Recently, it has started to come back into the public eye, especially in countries such as the UK and France, but still is largely neglected in North America. The film earned five Academy Award nominations (including for Scorsese for Best Adapted Screenplay), winning the Costume Design Oscar.
1995’s expansive Casino, like The Age of Innocence before it, focused on a tightly wound male whose well-ordered life is disrupted by the arrival of unpredictable forces. The fact that it was a violent gangster film made it more palatable to fans of the director who perhaps were baffled by the apparent departure of the earlier film. Critically, however, Casino received mixed notices. In large part this was due to its huge stylistic similarities to his earlier Goodfellas, and its excessive violence that garnered it a reputation as possibly the most violent American gangster film ever made.
Scorsese still found time for a four hour documentary in 1995 offering a thorough trek through American cinema. It covered the silent era to 1969, a year after which Scorsese began his feature career, stating “I wouldn’t feel right commenting on myself or my contemporaries.”
If The Age of Innocence alienated and confused some fans, then Kundun (1997) went several steps further, offering an account of the early life of the Dalai Lama, the People’s Liberation Army’s entering of Tibet, and the Dalai Lama’s subsequent exile to India. Not least a departure in subject matter, Kundun also saw Scorsese employing a fresh narrative and visual approach. Traditional dramatic devices were substituted for a trance-like meditation achieved through an elaborate tableau of colourful visual images.
Bringing Out the Dead (1999) was a return to familiar territory, with the director and writer Paul Schrader constructing a pitch-black comic take on their own earlier Taxi Driver. Like previous Scorsese-Schrader collaborations, its final scenes of spiritual redemption explicitly recalled the films of Robert Bresson.
(It’s also worth noting that the film’s incident-filled nocturnal setting is reminiscent of After Hours.) It received generally positive reviews, although not the universal critical acclaim of some of his other films.
With a production budget said to be in excess of $100 million, Gangs of New York was Scorsese’s biggest and arguably most mainstream venture to date. Like The Age of Innocence, it was set in 19th-century New York, although focusing on the other end of the social scale (and like that film, also starring Daniel Day Lewis). The film also marked the first collaboration between Scorsese and actor Leonardo DiCaprio, who since then has become a fixture in later Scorsese films.

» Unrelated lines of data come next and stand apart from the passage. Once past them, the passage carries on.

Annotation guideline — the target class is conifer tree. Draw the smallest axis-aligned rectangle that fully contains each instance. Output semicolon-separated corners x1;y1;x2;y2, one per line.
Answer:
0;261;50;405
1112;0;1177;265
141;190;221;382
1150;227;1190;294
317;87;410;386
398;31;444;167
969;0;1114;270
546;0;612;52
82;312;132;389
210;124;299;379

The production was highly troubled with many rumors referring to the director’s conflict with Miramax boss Harvey Weinstein. Despite denials of artistic compromise, Gangs of New York revealed itself to be the director’s most conventional film: standard film tropes which the director had traditionally avoided, such as characters existing purely for exposition purposes and explanatory flashbacks, here surfaced in abundance. The film still received generally positive reviews with the review tallying website Rotten Tomatoes reporting that 75% of the reviews they tallied for the film were positive and summarizing the critics by saying “Though flawed, the sprawling, messy Gangs of New York is redeemed by impressive production design and Day-Lewis’s electrifying performance.”
Gangs of New York earned Scorsese his first Golden Globe for Best Director. In February 2003, Gangs of New York received ten Academy Award nominations, including Best Picture, Best Director, and Best Actor for Daniel Day-Lewis, however it did not win in any category.